# Preprocessing
This notebook attempts to make more sense of the data. The outcome from this notebook will be used to choose machine learning models and data augmentation methods. It will also help understanding the problem.

## Assumptions
- The long ellipse if given by r1 while the short ellips is given by a2 and r2
- 2a1 = 1, thus a1=0.5 and b1=0.5. 2a2<=1.   
- The hetrogenous ellipses are split with f stating how many are short. 1-f gives how many are long.
- The ellipse ratio r, is given by the major and minor axis lengths such that r=a/b.
- The width of the ellipse in a given axis direction is given by 2a or 2b.

In [None]:
import matplotlib.pyplot as plt
import pandas as pd
import numpy as np
import seaborn as sns
sns.set()

Functions

In [None]:
def import_data(name='HybridEllipsePercolation.txt', sep1=" ", header1=None, shuffle=True):
    data = pd.read_csv(name, sep=sep1, header=header1)
    data.columns = ["r1", "2a2", "r2", "frac", "Nc", "Nc Std. Dev", "eta c" ]
    # data.reset_index(inplace=True)
    
    if shuffle:
        data = data.sample(frac=1).reset_index(drop=True)
    return data

def single_input_vs_output(dataset, input_column, output_column="eta c", plot=False, output=False):
    reduced_dataset = dataset.drop_duplicates(subset=input_column)
    # data_range = reduced_dataset[input_column].to_numpy()
    if output:
        print("{col} range is: {rng}    (output is {out})".format(col=input_column, rng=len(reduced_dataset), out=output_column))

    if plot:
        ax1 = reduced_dataset.plot.scatter( x=input_column,
                        y=output_column,
                        c='DarkBlue')
        return ax1
        # return sns.scatterplot(data=reduced_dataset, x=input_column, y=output_column)
    
    return reduced_dataset[[input_column, output_column]]

def split_data(dataset):
    train_dataset = dataset.sample(frac=0.6, random_state=0)
    valid_and_test_dataset = dataset.drop(train_dataset.index)
    test_dataset = valid_and_test_dataset.sample(frac=0.5, random_state=0)
    validation_dataset = valid_and_test_dataset.drop(test_dataset.index)
    return train_dataset, test_dataset, validation_dataset

def split_features_labels(data, label_column='eta c'):
    features = data
    labels = data.pop(label_column)
    return features, labels

Importing the data.

In [None]:
rawdata = import_data(shuffle=False)
dataset = rawdata.copy()

# remove irrelevant columns
# dataset.pop("Nc Std. Dev")

# check for missing values
dataset.isna().sum()
# drop missing values
dataset = dataset.dropna()

dataset.head()

In [None]:
dataset.describe().transpose()

From the statistics above, we can instantly see that the data is skewed. r1's mean is < 0.5*its ma, and the same goes for 2a2 and r2. we need to look at some distributions of the data. Maybe see some histrograms of frequency as well. If the data is skewed, splitting may not be simple. Some data may have to be left out to prevent biases. It is possible that we can consider this later during tuning. 

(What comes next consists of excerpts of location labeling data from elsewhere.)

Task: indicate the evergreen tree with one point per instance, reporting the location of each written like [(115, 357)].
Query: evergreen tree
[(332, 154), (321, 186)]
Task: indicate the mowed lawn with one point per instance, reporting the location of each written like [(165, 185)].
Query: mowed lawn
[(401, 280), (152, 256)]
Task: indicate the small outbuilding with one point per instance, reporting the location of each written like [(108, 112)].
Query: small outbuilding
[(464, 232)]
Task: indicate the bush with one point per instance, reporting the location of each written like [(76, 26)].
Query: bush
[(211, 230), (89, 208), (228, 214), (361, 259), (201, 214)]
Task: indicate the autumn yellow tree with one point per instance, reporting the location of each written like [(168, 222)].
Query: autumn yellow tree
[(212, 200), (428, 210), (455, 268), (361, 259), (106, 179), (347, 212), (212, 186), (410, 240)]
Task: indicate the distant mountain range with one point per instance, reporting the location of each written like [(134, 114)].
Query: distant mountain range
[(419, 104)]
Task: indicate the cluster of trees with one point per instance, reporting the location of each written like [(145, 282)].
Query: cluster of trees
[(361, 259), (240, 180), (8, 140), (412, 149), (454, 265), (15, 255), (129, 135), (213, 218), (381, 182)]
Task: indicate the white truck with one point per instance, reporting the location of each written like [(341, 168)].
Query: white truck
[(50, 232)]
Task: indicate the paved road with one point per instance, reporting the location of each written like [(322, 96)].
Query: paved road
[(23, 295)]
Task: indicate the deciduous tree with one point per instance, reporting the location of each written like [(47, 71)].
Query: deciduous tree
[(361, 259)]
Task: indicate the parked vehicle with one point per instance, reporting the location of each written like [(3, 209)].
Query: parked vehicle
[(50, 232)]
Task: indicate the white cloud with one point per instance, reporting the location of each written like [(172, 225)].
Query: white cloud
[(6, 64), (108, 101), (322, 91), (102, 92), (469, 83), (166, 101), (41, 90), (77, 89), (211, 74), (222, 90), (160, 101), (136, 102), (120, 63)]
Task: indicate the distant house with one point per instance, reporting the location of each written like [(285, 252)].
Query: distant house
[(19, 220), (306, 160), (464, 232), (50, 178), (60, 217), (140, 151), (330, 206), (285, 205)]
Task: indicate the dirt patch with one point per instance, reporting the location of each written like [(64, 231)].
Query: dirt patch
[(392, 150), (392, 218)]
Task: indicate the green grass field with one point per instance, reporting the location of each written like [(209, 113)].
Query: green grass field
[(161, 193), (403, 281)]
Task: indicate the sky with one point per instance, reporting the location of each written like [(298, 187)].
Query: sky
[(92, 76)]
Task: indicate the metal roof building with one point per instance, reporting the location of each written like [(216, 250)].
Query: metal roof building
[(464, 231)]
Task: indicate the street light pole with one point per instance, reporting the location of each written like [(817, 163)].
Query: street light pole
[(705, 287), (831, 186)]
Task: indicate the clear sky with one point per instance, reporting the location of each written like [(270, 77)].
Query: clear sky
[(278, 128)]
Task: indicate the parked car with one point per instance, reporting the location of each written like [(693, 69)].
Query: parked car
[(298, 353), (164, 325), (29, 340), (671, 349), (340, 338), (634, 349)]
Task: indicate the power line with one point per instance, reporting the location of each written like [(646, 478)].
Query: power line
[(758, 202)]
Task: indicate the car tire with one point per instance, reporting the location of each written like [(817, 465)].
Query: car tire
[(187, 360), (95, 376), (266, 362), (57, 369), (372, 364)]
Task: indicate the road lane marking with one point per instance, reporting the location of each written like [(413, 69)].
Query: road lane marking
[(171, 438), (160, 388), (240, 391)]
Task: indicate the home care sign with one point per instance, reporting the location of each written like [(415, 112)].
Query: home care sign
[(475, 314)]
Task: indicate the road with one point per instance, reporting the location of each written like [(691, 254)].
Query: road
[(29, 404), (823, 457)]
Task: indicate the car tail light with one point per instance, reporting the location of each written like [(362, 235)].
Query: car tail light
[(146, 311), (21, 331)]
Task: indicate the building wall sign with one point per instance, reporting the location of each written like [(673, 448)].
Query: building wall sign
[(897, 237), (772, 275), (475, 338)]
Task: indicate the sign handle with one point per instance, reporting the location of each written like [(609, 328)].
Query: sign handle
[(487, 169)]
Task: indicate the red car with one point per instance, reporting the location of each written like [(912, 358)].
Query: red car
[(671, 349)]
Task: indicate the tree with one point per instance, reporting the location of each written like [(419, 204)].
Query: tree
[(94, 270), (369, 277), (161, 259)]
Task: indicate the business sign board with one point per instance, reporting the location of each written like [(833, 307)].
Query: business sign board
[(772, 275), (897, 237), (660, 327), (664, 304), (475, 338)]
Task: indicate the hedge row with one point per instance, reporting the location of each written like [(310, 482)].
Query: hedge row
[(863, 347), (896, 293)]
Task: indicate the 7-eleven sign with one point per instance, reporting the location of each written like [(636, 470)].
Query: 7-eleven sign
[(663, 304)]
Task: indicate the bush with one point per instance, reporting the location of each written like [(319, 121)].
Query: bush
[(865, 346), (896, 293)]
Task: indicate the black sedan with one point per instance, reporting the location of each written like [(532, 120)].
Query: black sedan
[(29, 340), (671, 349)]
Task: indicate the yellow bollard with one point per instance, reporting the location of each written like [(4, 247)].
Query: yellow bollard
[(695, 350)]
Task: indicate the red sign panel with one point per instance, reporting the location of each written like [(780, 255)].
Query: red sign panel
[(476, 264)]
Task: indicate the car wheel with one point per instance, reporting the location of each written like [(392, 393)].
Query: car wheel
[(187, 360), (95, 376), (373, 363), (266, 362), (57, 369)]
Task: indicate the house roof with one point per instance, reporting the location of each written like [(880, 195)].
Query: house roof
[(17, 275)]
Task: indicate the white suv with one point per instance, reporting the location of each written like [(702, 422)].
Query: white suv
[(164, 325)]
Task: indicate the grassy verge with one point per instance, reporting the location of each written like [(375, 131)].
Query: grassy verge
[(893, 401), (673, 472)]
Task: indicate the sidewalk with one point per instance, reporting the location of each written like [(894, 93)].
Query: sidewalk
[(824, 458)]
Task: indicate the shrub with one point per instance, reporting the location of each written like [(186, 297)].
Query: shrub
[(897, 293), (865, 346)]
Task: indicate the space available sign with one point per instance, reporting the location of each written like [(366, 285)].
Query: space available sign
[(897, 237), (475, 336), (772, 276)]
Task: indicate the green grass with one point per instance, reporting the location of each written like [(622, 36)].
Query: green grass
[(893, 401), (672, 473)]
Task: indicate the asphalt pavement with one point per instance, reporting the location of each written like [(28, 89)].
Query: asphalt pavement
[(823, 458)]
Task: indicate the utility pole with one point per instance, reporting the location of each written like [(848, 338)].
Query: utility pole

Here we will extend the dataset to include the major and minor axis lengths 

In [None]:
dataset["a1"]=1/2
dataset["b1"]=dataset["a1"]/dataset["r1"]
dataset["a2"]=dataset["2a2"]/2
dataset["b2"]=dataset["a2"]/dataset["r2"]
dataset.head()

The next step is to check for repeating values. Printing the returned variable gives all of the values.

In [None]:
r1_range = single_input_vs_output(dataset, "r1")
r2_range = single_input_vs_output(dataset, "r2")
frac_range = single_input_vs_output(dataset, "frac")
a1_range = single_input_vs_output(dataset, "a1")
b1_range = single_input_vs_output(dataset, "b1")
a2_range = single_input_vs_output(dataset, "a2")
b2_range = single_input_vs_output(dataset, "b2")
_2a2_range = single_input_vs_output(dataset, "2a2")

dataset.nunique()

You can see from theabove that a1 is constant. b2 has the most variation with frac varying the least. Next would be to plot a histogram of the numbers occuring for each one. The histogram plots will be presented as {r1, r2}, {a2,frac}. 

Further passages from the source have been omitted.